Egypt’s tourism receipts almost tripled and worker remittances rose in the last three months of its fiscal year, marking another step in the country’s economic recovery from a crippling dollar shortage.
Tourism revenue rose to $1.5 billion in the fourth quarter that ended June 30, from $510 million in the same period a year ago, according to initial central bank data that it shared with Bloomberg. Full-year receipts rose 16 per cent to $4.4 billion. Remittances grew 9 per cent to $4.8 billion in the fourth quarter, and rose 2 per cent to $17.4 billion for the year.
The data is further evidence of a gradual improvement in Egypt’s external finances since November, when authorities embarked on an economic program that included floating the currency and cutting subsidies as a prelude to securing a $12 billion IMF loan. The deficit in the current account, which measures incoming and outgoing goods, services and transfers, narrowed 12.4 per cent to $13.2 billion in the first nine months of the fiscal year.
“Egypt’s main foreign-currency earners are finally bouncing back, closing in on levels similar to those prevalent before the 2015-2016 crisis,” said Reham El Desoki, senior economist at regional investment bank Arqaam Capital.
Egypt’s tourism industry — centred on ancient cultural sites such as the pyramids at Giza and the temples of Luxor, as well as Red Sea beach resorts — is recovering slowly from a slump caused by the downing of a Russian passenger plane over Sinai in October 2015, which led Russia and other nations to ban flights to the tourism hub of Sharm Al Shaikh.
Tourism employed 773,000 people in 2016, or 2.9 per cent of Egypt’s workforce, according to the World Travel and Tourism Council.
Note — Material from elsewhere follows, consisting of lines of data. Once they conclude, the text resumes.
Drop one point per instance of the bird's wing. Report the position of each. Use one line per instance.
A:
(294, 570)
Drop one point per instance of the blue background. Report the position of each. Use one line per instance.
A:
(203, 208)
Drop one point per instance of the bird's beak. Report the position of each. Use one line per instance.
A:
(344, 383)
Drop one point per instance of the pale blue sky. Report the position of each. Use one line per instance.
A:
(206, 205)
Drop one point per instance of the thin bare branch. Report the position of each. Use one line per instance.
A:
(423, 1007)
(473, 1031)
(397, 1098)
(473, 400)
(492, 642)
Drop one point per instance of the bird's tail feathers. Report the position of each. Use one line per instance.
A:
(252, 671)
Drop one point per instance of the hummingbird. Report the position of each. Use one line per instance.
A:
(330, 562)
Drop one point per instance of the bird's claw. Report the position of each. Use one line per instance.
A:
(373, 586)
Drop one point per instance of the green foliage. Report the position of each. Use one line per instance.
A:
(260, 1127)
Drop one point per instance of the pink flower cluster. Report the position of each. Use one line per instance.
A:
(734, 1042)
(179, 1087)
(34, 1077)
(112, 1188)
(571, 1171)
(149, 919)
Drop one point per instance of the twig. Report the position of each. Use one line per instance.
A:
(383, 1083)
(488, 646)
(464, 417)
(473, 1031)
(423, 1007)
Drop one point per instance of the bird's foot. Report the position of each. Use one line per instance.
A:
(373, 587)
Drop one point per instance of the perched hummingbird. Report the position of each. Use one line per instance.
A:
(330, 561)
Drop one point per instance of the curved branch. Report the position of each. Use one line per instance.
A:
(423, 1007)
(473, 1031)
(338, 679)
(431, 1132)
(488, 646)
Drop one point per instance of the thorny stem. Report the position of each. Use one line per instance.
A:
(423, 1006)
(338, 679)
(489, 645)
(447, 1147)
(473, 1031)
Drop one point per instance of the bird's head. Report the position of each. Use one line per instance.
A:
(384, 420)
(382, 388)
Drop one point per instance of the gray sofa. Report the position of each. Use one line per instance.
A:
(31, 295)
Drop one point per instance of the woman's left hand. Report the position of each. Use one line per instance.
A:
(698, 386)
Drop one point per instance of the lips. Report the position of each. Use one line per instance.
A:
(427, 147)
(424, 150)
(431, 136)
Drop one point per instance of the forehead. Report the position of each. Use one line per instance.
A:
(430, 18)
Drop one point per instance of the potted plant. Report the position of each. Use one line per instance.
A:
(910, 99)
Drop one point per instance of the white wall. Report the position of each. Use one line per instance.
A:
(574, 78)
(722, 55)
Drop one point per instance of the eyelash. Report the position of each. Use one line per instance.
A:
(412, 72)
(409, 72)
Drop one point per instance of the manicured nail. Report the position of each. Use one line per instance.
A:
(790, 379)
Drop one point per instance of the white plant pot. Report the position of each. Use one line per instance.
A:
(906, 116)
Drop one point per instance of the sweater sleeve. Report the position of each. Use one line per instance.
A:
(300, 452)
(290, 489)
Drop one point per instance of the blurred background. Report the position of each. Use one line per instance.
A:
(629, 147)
The number of people who benefit indirectly from the industry is much higher.
But while revenue is improving, it remains well below the $11.6 billion Egypt received in the fiscal year that ended June 30, 2010 — months before the ouster of President Hosni Mubarak that triggered years of economic and political instability.
About 3.5 million tourists arrived from January to June this year, compared to around 2.3 million in the same period last year, Cairo-based Al-Shorouk reported Tuesday citing tourism ministry figures.
The Egyptian pound has lost half of its value since the float in November. That, along with lower subsidies and an increase in value-added taxation, has propelled inflation to more than 30 per cent, squeezing households in a country where about half of the population live below or near the poverty line.
The central bank has raised interest rates 700 basis points, or seven percentage points, since November in an attempt to contain rising consumer prices. The measures helped attract $40 billion in investments and transfers from abroad, including receipts from exports and investors selling dollars to buy Egyptian assets, the central bank said last week.